Dominion also asserts that CCAM has shown no connection between the LAA at issue and the Sandia study it cites because the study in question pertains to beyond-design-basis spent fuel pool events and does not address design basis fuel handling events such as are addressed in its LAA, and argues that CCAM has not made any specific, affirmative demonstration of environmental impacts from the proposal that would warrant preparation of an environmental assessment (EA) or environmental impact statement (EIS) and thus meet the categorical exclusion criteria of 10 C.F.R. § 51.22(c)(9). Dominion Answer at 13-19. Finally, Dominion argues that CCAM is in effect impermissibly challenging postulated releases or accident doses that are within NRC regulatory limits in its assertions that the proposed changes involved in the LAA would adversely affect the public health and safety. Id. at 19-20.

NRC Staff Answer The Staff asserts among other things that CCAM does not allege that the requested license amendment if granted would result in any violation of an NRC regulation or that CCAMs concern is not covered by an NRC regulation, nor does CCAM dispute Dominions statement that the proposed license amendment will comply with § 50.67. Staff Answer at 6. In addition, the Staff argues that CCAM has not pointed to any particular part of the LAA that supports its

15 position, or to any part of the Sandia report, nor does it offer any explanation of how the report is relevant or cite any part of it as supporting its argument. Id. at 7-8.

With regard to CCAMs reference to such additional sources and documents as are a matter of public record and as may be disclosed in discovery in these proceedings, the Staff suggests that this runs counter to the Commissions interpretation of § 2.714(b) as preclud[ing]

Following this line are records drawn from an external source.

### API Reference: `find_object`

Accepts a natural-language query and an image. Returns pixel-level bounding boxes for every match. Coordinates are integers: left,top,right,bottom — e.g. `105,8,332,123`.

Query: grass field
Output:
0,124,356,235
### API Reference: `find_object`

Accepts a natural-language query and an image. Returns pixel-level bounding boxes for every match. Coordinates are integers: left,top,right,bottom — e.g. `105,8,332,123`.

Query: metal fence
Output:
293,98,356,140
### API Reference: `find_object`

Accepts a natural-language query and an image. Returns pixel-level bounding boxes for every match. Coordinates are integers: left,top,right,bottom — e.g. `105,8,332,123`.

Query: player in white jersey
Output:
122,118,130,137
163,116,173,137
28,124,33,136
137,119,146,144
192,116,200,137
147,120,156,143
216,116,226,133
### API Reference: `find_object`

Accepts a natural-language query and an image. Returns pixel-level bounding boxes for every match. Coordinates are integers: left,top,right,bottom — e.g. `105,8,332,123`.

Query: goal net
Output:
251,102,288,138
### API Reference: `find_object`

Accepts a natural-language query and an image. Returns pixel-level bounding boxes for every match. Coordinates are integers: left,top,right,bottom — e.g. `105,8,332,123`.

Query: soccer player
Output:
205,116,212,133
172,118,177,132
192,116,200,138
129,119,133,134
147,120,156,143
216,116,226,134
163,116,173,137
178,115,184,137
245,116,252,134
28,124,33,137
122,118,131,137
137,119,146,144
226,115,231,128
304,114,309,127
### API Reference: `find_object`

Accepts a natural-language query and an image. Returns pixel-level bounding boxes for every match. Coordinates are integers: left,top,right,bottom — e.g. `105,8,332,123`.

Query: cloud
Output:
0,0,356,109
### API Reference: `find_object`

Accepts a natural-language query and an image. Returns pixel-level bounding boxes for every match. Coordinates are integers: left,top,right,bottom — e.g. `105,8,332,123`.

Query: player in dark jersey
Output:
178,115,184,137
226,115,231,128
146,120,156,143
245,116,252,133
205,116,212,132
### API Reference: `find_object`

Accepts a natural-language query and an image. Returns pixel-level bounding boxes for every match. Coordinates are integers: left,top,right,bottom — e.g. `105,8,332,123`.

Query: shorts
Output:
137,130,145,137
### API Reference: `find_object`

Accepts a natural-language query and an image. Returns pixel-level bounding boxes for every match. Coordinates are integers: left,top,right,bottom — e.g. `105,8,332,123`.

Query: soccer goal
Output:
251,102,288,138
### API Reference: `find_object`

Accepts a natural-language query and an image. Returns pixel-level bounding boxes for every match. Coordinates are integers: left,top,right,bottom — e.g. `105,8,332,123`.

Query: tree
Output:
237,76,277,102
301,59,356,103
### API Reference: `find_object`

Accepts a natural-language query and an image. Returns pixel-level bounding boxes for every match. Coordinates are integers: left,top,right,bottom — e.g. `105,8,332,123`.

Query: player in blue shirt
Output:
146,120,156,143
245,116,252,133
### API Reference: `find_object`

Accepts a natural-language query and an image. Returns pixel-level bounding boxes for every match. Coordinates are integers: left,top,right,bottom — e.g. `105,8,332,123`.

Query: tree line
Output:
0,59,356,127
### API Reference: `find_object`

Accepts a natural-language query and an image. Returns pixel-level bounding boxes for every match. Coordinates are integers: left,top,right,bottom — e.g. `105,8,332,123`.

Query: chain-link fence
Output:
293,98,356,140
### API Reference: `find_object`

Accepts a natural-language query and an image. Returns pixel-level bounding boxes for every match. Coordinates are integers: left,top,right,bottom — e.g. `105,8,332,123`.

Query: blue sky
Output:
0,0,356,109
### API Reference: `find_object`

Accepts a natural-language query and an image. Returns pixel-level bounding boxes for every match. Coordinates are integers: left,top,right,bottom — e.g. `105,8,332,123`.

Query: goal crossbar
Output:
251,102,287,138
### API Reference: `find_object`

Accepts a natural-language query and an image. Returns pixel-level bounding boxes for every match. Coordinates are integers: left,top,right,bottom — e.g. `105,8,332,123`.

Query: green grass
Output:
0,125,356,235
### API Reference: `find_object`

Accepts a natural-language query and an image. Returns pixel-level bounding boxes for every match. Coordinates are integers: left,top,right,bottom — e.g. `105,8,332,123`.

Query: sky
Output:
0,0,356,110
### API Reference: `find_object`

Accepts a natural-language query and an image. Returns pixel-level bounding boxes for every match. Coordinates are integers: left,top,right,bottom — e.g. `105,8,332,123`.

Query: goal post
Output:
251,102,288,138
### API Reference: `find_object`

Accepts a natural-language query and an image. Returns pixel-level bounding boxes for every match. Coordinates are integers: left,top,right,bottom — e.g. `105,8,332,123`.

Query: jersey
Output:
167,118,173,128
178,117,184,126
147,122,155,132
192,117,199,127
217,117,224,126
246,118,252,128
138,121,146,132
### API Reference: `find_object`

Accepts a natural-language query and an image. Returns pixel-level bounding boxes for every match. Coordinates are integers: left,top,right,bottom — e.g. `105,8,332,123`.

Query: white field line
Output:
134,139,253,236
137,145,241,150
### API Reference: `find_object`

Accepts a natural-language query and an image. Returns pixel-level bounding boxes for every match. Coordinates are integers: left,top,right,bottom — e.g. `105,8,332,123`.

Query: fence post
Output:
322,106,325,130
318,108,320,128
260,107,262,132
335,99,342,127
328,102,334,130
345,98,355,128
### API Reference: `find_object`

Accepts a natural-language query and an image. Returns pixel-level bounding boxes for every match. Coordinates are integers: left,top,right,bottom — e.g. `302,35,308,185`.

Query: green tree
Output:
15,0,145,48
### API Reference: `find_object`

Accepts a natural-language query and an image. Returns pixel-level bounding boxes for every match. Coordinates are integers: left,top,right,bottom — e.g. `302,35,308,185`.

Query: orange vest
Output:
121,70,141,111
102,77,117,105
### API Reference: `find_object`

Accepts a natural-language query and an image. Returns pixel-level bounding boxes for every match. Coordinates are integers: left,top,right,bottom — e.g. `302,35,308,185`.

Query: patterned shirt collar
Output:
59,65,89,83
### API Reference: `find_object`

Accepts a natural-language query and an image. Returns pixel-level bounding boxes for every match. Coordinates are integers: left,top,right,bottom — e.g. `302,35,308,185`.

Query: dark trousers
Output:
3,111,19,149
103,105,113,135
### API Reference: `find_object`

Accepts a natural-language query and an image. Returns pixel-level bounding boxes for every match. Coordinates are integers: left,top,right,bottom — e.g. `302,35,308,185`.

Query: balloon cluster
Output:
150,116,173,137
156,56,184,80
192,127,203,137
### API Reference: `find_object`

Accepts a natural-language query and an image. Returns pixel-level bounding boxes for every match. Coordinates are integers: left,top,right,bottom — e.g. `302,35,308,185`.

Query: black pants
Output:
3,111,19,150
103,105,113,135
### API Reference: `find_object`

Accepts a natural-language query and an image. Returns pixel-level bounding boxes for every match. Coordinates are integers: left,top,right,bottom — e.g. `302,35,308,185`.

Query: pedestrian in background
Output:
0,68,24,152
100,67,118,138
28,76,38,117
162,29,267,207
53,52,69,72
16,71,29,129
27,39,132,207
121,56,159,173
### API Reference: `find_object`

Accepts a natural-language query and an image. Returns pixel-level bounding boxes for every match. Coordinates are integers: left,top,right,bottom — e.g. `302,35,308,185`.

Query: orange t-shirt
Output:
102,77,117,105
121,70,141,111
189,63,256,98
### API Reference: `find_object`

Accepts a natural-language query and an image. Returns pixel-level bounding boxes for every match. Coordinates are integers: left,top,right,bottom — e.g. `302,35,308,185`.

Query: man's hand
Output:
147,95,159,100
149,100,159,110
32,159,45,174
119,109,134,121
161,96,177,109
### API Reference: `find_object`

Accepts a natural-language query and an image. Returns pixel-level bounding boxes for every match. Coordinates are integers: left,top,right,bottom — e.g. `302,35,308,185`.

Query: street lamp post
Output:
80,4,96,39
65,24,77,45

a contention from being admitted where an intervenor has no facts to support its position and where the intervenor contemplates using discovery or cross-examination as a fishing expedition which might produce relevant facts. Id. at 8-9 (citing Duke Energy Corp. (Oconee Nuclear Station, Units 1, 2, and 3), CLI-99-11, 49 NRC 328, 335 (1999); Duke Energy Corp. (McGuire Nuclear Station, Units 1 and 2, Catawba Nuclear Station Units 1 and 2), CLI-02-28, 56 NRC 373, 387 (2002); and Final Rule, Rules of Practice for Domestic Licensing Proceedings Procedural Changes in the Hearing Process, 54 Fed. Reg. 33,168, 33,171 (August 11, 1989)).

Finally, the Staff argues, Petitioner CCAM has not demonstrated the existence of a genuine dispute on a material issue of fact or law, by virtue of its failure to provide any factual or scientific information, expert opinion, or supporting documents that produce some doubt about the adequacy of a specified portion of the applicants documents personal opinion and mere speculation not being sufficient to demonstrate such a genuine dispute. Id. at 9 (citing Florida Power and Light Co. (Turkey Point Nuclear Generating Plant, Units 3 and 4), LBP 16, 31 NRC 509, 521 (1990); Yankee Atomic Electric Co. (Yankee Nuclear Power Station), CLI-96-7, 43 NRC 235, 267 (1996); Georgia Institute of Technology (Georgia Tech Research Reactor, Atlanta, Ga.), LBP-95-6, 41 NRC 281, 304, vacated in part and remanded on other grounds, CLI-95-10, 42 NRC 1, affd in part, CLI-95-12, 42 NRC 111 (1995)).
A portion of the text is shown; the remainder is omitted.